The 30% federal tax is not an exact number but I know even before the sell that other income I will make will push SOME of my income into those higher brackets. In others words I know ALL of my income would not be taxed at 28% (but all income OVER a certain amount is).
the first $7,000 of income is taxed at 10 percent; dollars $7,001 through $28,400 are taxed at 15 percent; dollars $28,401 through $68,800 are taxed at 25 percent; and dollars $68,801 through $143,500 are taxed at 28 percent.
So the point I was trying to make is this. Let say I made the sale at the end of the year and I had already (before the sale) made 70k. The additional 35K from the sale WOULD be taxed at 28% PLUS about %15 self employment tax (although you only pay SE tax up to a certain limit around 82K or so)for a total of about 43% tax.
I am no tax expert and I will be talking to someone but that's the way I see it...
> I know for a fact that I have to pay "about" 15% of income to self-employment tax
I feel your pain.
Capital Gain (or loss). A category of gain or loss under the tax law resulting from the sale or other disposition of specified property such as stock or bond investments, real estate, etc. It does not include property used in a trade or business. However, special rules apply in such situations that can result in similar treatment for business property.
Don't know if this applies to you or not - see your accountant :)
Yeah....so why haven't you incorporated exactly?
The sale could be seen as a capital gain.....you would need a CPA to rubber stamp this IMHO.
However, if you incorporated the gain could most definately be seen as a distribution and therefore save you most of the SE tax.
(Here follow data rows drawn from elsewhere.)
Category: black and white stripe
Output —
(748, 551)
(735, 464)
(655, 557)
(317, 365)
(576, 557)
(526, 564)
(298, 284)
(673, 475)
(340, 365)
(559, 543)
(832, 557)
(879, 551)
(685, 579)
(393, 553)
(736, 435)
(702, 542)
You could also roll the sale into the future, or an IRA, and not pay a penny.
A good CPA should pay for themselves several times over.....and are therefore are not a real expense at all.
While lots of routine accounting stuff doesn't require expensive input, the proper structure of a business and a major asset sale are a couple of areas where good legal & accounting advice will more than pay for themselves.